On Windows OS given the program below
package main
import "fmt"
var (
version string
date string
)
func main() {
fmt.Printf("version=%s, date=%s", version, date)
}
You can build using
go build -ldflags "-X main.version=0.0.1 -X main.date=%date:~10,4%-%date:~4,2%-%date:~7,2%T%time:~0,2%:%time:~3,2%:%time:~6,2%"
Date format assumes your environment echo %date% is Fri 07/22/2016 and echo %time% is 16:21:52.88
Then the output will be: version=0.0.1, date=2016-07-22T16:21:52
to use multi -ldflags:
$ go build -ldflags "-X name1=value1 -X name2=value2" -o path/to/output
Building on the other answers, with recent go versions it's also possible to write a buildid to an ELF section - though that's not so easily readable from within the program.
I write the same value to both, using something like the following:
BuildInfo:= "BUILD #x, branch # rev built yymmdd hh:mm:ss"

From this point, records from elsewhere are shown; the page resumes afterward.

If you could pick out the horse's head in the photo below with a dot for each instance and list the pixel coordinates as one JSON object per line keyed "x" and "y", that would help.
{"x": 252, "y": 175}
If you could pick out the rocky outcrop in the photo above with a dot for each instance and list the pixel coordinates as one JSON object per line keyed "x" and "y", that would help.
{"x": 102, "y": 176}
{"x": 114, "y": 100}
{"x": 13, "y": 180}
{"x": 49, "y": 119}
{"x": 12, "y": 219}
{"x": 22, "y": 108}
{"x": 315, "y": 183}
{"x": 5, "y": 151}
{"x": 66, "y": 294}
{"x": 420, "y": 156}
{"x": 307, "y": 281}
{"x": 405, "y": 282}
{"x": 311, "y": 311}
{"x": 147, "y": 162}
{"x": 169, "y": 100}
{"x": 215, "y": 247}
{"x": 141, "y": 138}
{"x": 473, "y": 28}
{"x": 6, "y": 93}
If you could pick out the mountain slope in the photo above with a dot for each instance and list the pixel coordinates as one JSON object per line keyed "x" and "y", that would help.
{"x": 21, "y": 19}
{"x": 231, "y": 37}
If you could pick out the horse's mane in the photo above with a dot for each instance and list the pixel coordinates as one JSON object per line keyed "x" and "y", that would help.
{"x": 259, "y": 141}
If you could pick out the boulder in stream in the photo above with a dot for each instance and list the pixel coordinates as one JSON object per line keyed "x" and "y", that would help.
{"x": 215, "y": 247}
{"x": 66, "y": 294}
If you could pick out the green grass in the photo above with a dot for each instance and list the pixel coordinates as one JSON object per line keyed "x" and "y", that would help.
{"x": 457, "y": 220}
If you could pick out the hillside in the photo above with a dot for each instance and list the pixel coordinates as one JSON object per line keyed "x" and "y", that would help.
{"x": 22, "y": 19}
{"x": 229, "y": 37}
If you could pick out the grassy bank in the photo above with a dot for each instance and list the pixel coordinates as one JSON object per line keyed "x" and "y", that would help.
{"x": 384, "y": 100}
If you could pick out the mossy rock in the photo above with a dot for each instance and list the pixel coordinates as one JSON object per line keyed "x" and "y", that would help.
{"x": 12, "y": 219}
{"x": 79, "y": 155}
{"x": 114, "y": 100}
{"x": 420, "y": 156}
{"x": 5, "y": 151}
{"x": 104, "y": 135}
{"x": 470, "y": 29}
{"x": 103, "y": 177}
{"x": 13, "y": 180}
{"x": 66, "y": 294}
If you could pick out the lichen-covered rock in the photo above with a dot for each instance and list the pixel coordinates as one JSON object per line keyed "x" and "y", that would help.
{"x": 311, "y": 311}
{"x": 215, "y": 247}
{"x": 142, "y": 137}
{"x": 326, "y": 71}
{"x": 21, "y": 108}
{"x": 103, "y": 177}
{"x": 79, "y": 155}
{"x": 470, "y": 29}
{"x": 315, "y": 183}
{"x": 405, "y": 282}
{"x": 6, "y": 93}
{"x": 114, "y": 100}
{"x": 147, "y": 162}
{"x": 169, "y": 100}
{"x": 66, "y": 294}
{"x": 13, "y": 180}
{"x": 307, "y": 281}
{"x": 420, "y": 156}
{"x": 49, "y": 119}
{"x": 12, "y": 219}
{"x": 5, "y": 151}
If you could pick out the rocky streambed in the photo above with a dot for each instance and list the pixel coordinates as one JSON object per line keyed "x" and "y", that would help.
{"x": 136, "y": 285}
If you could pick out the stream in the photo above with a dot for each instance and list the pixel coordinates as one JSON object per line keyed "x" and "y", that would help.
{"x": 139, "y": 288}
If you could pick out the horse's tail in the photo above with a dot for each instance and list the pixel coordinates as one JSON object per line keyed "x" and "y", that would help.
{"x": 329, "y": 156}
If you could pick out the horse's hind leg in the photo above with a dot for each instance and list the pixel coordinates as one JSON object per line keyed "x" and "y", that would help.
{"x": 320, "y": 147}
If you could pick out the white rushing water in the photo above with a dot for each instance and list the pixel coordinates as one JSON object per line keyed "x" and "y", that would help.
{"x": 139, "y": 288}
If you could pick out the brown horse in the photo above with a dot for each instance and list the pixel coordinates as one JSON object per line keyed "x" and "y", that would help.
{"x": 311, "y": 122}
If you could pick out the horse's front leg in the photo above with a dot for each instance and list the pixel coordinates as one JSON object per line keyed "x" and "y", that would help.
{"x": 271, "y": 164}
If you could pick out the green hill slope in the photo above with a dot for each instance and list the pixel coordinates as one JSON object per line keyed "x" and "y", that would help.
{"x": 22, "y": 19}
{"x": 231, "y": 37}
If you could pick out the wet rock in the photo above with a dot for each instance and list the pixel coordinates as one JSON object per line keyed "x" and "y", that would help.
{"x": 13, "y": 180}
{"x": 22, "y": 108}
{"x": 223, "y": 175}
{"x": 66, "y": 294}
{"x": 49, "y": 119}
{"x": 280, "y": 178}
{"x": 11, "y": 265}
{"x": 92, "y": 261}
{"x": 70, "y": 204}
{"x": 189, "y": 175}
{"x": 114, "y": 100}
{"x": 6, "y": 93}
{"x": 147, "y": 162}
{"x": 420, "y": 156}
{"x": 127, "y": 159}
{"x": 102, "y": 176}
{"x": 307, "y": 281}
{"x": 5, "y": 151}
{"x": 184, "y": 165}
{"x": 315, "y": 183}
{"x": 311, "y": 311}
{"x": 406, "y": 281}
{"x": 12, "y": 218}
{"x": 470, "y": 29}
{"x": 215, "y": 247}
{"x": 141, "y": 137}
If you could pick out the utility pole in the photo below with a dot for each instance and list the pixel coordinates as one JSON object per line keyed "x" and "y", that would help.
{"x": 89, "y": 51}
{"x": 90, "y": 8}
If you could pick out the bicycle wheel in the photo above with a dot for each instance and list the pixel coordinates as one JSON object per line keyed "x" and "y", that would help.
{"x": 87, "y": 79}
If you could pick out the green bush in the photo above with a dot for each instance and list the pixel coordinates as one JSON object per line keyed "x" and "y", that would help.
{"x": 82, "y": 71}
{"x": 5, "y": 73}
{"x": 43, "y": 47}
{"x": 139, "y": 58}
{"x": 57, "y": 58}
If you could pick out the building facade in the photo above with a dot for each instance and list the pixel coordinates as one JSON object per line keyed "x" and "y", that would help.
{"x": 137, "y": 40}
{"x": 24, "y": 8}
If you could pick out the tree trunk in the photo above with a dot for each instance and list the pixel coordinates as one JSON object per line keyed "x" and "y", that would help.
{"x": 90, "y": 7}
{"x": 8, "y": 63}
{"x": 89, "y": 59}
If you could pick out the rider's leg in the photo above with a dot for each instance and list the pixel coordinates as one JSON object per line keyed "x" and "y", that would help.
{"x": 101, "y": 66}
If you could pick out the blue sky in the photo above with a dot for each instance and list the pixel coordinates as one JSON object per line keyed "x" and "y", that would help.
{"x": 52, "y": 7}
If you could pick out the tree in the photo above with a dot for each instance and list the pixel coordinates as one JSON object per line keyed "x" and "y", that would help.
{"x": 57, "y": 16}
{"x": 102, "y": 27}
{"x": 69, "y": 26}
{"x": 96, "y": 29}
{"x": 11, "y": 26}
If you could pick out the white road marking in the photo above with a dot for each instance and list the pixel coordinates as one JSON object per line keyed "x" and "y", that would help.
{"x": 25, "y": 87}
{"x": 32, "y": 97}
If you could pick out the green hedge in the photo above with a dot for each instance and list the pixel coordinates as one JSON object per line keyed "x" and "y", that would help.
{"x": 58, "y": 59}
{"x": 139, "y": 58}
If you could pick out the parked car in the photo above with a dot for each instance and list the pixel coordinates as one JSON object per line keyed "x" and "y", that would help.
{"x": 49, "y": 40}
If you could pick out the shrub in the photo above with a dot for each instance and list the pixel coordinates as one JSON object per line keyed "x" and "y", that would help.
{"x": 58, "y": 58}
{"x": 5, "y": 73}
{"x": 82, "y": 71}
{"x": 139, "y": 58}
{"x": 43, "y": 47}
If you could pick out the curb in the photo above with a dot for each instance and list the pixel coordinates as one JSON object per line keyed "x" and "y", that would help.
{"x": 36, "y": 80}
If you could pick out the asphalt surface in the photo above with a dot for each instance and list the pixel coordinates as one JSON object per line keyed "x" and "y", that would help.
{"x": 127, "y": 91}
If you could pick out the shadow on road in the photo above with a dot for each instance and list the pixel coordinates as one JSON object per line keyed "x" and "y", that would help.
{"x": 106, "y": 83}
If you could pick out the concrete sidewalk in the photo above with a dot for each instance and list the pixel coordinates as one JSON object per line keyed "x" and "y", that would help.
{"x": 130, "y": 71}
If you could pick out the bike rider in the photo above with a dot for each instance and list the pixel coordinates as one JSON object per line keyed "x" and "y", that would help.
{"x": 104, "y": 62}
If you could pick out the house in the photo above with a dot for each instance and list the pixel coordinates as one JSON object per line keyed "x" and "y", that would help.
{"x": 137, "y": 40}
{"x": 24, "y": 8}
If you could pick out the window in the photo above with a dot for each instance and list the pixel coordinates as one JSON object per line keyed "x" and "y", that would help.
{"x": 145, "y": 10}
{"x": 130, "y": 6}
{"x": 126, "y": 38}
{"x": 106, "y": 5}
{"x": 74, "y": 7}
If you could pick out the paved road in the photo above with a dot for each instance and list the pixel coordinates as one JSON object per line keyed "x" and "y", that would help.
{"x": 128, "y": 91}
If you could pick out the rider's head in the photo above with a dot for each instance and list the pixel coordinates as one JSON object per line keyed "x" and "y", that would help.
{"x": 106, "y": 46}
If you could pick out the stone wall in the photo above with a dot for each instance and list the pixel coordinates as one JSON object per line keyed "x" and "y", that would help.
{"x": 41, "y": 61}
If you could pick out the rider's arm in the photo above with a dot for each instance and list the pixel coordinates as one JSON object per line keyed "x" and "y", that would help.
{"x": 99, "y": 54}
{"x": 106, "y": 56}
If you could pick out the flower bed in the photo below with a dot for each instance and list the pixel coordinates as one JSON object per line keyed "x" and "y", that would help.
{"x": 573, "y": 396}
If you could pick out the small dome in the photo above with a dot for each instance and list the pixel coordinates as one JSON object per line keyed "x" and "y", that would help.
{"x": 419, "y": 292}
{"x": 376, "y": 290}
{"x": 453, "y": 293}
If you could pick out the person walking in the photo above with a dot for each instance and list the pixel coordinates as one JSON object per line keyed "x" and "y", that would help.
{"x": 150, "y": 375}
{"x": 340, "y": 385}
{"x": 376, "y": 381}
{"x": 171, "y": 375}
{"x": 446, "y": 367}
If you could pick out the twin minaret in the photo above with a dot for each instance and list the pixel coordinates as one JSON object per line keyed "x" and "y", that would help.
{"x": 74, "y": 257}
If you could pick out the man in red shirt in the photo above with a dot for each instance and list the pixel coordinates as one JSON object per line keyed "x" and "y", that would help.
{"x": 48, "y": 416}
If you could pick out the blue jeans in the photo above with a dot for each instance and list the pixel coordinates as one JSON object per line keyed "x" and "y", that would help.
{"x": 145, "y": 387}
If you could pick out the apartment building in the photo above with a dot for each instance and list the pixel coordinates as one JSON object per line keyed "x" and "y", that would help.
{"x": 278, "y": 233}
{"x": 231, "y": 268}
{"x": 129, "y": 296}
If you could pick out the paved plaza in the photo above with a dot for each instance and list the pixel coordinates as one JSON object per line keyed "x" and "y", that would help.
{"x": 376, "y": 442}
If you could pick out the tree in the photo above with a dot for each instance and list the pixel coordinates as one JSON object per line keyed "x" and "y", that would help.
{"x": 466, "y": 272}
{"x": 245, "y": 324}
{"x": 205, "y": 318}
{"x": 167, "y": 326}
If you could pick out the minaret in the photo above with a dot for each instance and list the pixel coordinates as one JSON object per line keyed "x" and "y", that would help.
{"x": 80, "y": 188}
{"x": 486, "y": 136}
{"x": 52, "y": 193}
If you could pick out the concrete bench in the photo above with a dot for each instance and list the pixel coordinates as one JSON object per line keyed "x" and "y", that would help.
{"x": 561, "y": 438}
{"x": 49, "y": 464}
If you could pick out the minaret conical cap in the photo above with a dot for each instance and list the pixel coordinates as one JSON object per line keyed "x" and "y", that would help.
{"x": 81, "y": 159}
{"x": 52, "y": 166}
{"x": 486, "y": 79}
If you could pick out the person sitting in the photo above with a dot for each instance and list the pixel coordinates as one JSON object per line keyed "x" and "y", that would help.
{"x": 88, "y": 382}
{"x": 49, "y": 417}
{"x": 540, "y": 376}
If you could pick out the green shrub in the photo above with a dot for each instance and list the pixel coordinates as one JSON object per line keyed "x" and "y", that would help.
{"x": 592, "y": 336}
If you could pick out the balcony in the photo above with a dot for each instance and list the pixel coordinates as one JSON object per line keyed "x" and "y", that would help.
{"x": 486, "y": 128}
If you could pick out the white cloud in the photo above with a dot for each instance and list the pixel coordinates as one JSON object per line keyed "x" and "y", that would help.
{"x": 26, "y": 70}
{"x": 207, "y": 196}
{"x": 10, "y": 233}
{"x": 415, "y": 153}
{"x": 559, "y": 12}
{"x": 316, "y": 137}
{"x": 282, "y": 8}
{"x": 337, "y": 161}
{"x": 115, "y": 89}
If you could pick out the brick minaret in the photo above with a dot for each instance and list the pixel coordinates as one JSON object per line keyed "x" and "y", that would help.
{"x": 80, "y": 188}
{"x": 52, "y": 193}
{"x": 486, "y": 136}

// note the nested quotes "''" required to get a string with
// spaces passed correctly to the underlying tool
ldFl := fmt.Sprintf("-X 'main.buildId=%s' -s -w '-buildid=%s'", BuildInfo, BuildInfo)
args := []string{
"build",
"-ldflags", ldFl,
"-trimpath",
"-gcflags", "-dwarf=false",
}
buildpath:="path/to/my/cmd"
args=append(args,buildpath)
buildCmd:=exec.Command("go", args...)
I use this with mage, a build tool written in go. You don't need the extra flags above, but I chose those to strip as much information as possible from release binaries.
(off topic: Mage requires a bit more upfront work than something like Make, but is much easier to extend/maintain than a make-based build system - plus you don't have to switch mental gears between go and some other syntax.)